# [SOLVED] Black Screen MSI U135



## kiriakospet (Apr 16, 2013)

Hi i have an MSI U135 Model: MS-N014. When i turn it on the fan is working, hard drive led is on but i can't see anything on screen.Screen is black but i can see that in on (background light). No BIOS screen only a blank screen with nothing! 

Thinks i allready try:

1. I unplugged the battery and AC power and hold for 60 seconds the power switch for three times. Then put the battery back and AC power but no luck.

2. I plug another monitor and i hold Fn and the icon that is on F buttons row but nothing happens.

3. I remove the covers and check wires. Everything ok!

I can't check RAM because is on motherboard is not external. 

Any thoughts please?


----------



## Edgedev (Dec 8, 2007)

*Re: Black Screen MSI U135*

There is usually only 3 reasons why this happens:

1: RAM is bad.
2: Video Card is bad.
3: CPU might be incorrectly seeded in the motherboard.

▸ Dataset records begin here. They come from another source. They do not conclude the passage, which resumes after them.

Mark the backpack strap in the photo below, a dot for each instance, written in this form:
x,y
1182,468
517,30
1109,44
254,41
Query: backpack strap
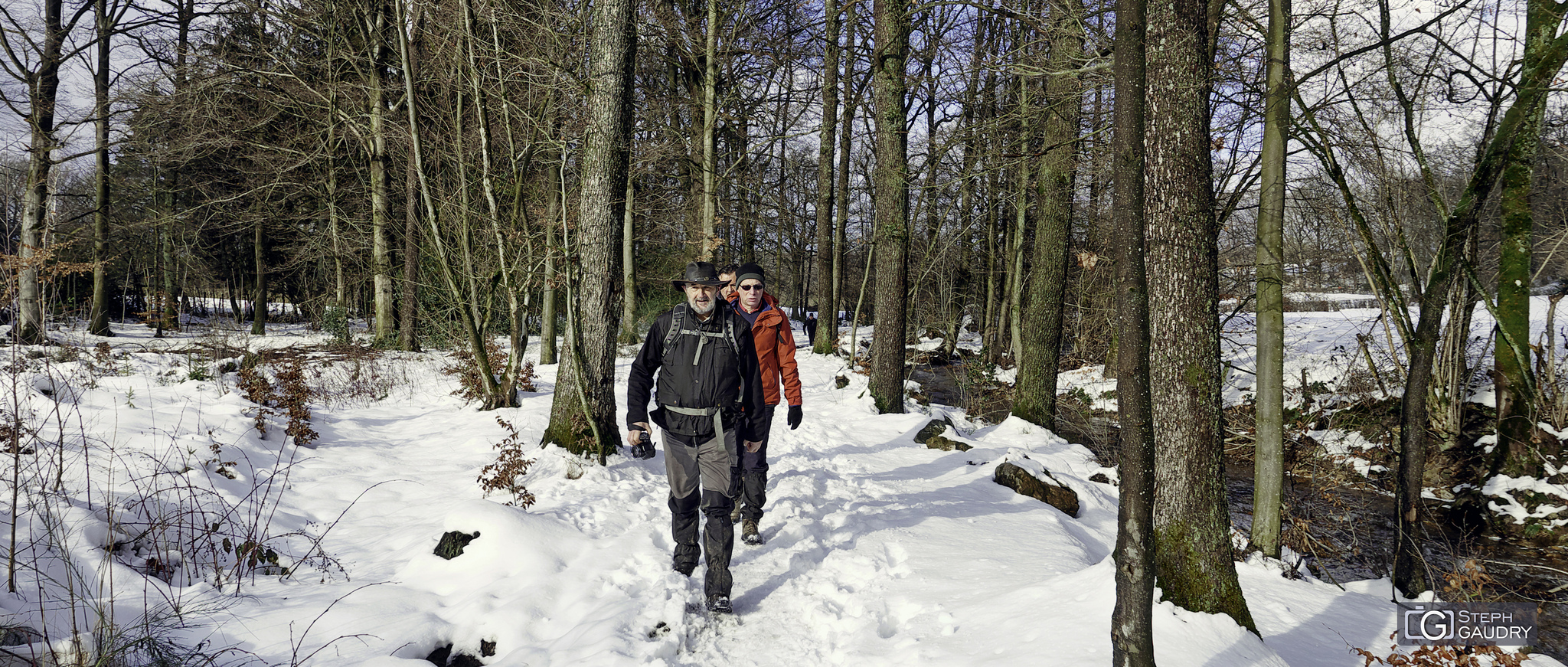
x,y
678,329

My best guess is that the RAM is bad. I would test the Video card first, but I'm over 70% sure it might be the RAM.


----------



## joeten (Dec 4, 2008)

*Re: Black Screen MSI U135*

Hi no output to a external monitor usually points to graphics failure


----------



## kiriakospet (Apr 16, 2013)

*Re: Black Screen MSI U135*

RAM is directly connected on motherboard. Video card as well. 
So the only solution is to change Motherboard or is there is a better way to check it and fix it???
Thanks a lot!


----------



## joeten (Dec 4, 2008)

*Re: Black Screen MSI U135*

Hi ram is usually removable but that would not matter if the graphics are gone unless you know somewhere that does board level repair you are looking at replacing


----------



## Tyree (May 10, 2009)

*Re: Black Screen MSI U135*

@ Edgedev The OP has a laptop.



joeten said:


> Hi no output to a external monitor usually points to graphics failure


Your graphics is Onboard so that means a Mobo problem.
Is the unit out of warranty?


----------



## kiriakospet (Apr 16, 2013)

*Re: Black Screen MSI U135*

No is out of warranty. Is there any other solution?


----------



## Tyree (May 10, 2009)

*Re: Black Screen MSI U135*

Unfortunately, no.


----------



## kiriakospet (Apr 16, 2013)

*Re: Black Screen MSI U135*

RAM is Onboard as well. That's why i can't replace it to check if it is bad...


----------



## joeten (Dec 4, 2008)

*Re: Black Screen MSI U135*

I mentioned it in post 5


----------



## kiriakospet (Apr 16, 2013)

*Re: Black Screen MSI U135*

To make it more clear. I have to change the whole motherboard?


----------



## joeten (Dec 4, 2008)

*Re: Black Screen MSI U135*

Probably but it may be cheaper to just get a new laptop


----------



## Tyree (May 10, 2009)

*Re: Black Screen MSI U135*

As above^
Laptops are not cost effective to repair unless you can do it yourself and even then can be more costly in the long run than replacement.


----------



## kiriakospet (Apr 16, 2013)

*Re: Black Screen MSI U135*

I found a used one on Ebay about $100. The strange think is that i can see the backlight of the screen. Why that happens? I mean if video card is the problem why the screen get electricity?


----------



## joeten (Dec 4, 2008)

*Re: Black Screen MSI U135*

The screen has a supply of power usually via a inverter,the video is sent to the screen along a LVDS cable so if the graphic chip goes no signal is sent but power still gets through


----------



## kiriakospet (Apr 16, 2013)

*Re: Black Screen MSI U135*

Thank a lot guys! I really appreciate that help!


----------



## joeten (Dec 4, 2008)

*Re: Black Screen MSI U135*

Your more than welcome sorry it was not a better outcome for you


----------